Aulanews.id – Penegakan hukum oleh polisi telah meningkatkan pelecehan di ruang publik dan semakin membatasi kemampuan perempuan untuk meninggalkan rumah mereka, menurut kesaksian dari 745 perempuan Afghanistan yang berpartisipasi dalam survei terbaru yang dilakukan oleh UN Women, Organisasi Internasional untuk Migrasi (IOM) dan Misi Bantuan PBB di Afghanistan (UNAMA). ).
Wawasan tersebut menyusul laporan baru-baru ini tentang penegakan hukum jilbab yang sewenang-wenang dan ketat, khususnya di Kabul, kata lembaga tersebut – yang mulai menerbitkan konsultasi triwulanan dengan beragam perempuan Afghanistan setahun setelah Taliban mengambil alih kekuasaan pada Agustus 2021.
Sejak itu, otoritas de facto telah mengeluarkan lebih dari 50 dekrit yang secara langsung membatasi hak-hak dan martabat perempuan, kata laporan hari Jumat.
Konsultasi berlangsung antara tanggal 27 Januari dan 8 Februari, dengan UN Women, IOM dan UNAMA mengumpulkan pandangan secara online dan tatap muka – jika aman untuk dilakukan – dan melalui sesi kelompok dan telesurvei individu. Badan-badan tersebut mampu menjangkau perempuan di 34 provinsi Afghanistan.
Peserta diminta memberikan pandangannya pada periode Oktober hingga Desember 2023.
Ketakutan meningkatHasilnya menunjukkan hal itu perempuan takut ditangkap dan stigma serta rasa malu yang berkepanjangan terkait dengan penahanan polisi, kata laporan itu.
Selain itu, lebih dari separuh perempuan – 57 persen – merasakannya tidak aman meninggalkan rumah tanpa mahram, wali laki-laki. Risiko terhadap keamanan dan tingkat kecemasan mereka meningkat setiap kali ada keputusan baru yang secara khusus menargetkan mereka.
Hanya satu persen perempuan yang menunjukkan bahwa mereka memiliki pengaruh “baik” atau “penuh” dalam pengambilan keputusan di tingkat masyarakat, penurunan yang signifikan dari 17 persen pada bulan Januari 2023.
Kurangnya hak pilihanKurangnya ruang publik yang aman bagi perempuan untuk berkumpul dan berbagi pandangan dan pengalaman, membangun komunitas dan terlibat dalam isu-isu yang mereka anggap penting membuat mereka “tanpa jalur untuk berpartisipasi atau mempengaruhi pengambilan keputusan”, kata laporan itu.

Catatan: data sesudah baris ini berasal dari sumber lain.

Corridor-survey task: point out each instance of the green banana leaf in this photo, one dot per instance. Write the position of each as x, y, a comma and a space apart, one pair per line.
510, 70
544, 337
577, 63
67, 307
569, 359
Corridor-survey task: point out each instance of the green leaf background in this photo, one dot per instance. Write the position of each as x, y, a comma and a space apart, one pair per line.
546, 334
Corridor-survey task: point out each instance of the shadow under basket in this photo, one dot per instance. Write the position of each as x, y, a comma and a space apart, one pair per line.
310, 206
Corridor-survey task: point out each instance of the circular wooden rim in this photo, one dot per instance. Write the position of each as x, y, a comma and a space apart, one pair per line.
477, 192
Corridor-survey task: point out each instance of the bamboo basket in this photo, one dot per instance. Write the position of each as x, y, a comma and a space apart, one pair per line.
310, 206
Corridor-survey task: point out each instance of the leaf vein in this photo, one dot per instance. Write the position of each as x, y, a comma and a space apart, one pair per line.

Pengaruh “baik” atau “penuh” yang dilaporkan oleh perempuan terhadap keputusan rumah tangga telah menurun drastis dari 90 persen pada bulan Januari 2023 menjadi hanya 32 persen pada bulan Januari ini.
Mereka terus menghubungkan kurangnya hak, prospek pendidikan dan pekerjaan, dengan menurunnya pengaruh di dalam negeri, demikian temuan laporan tersebut.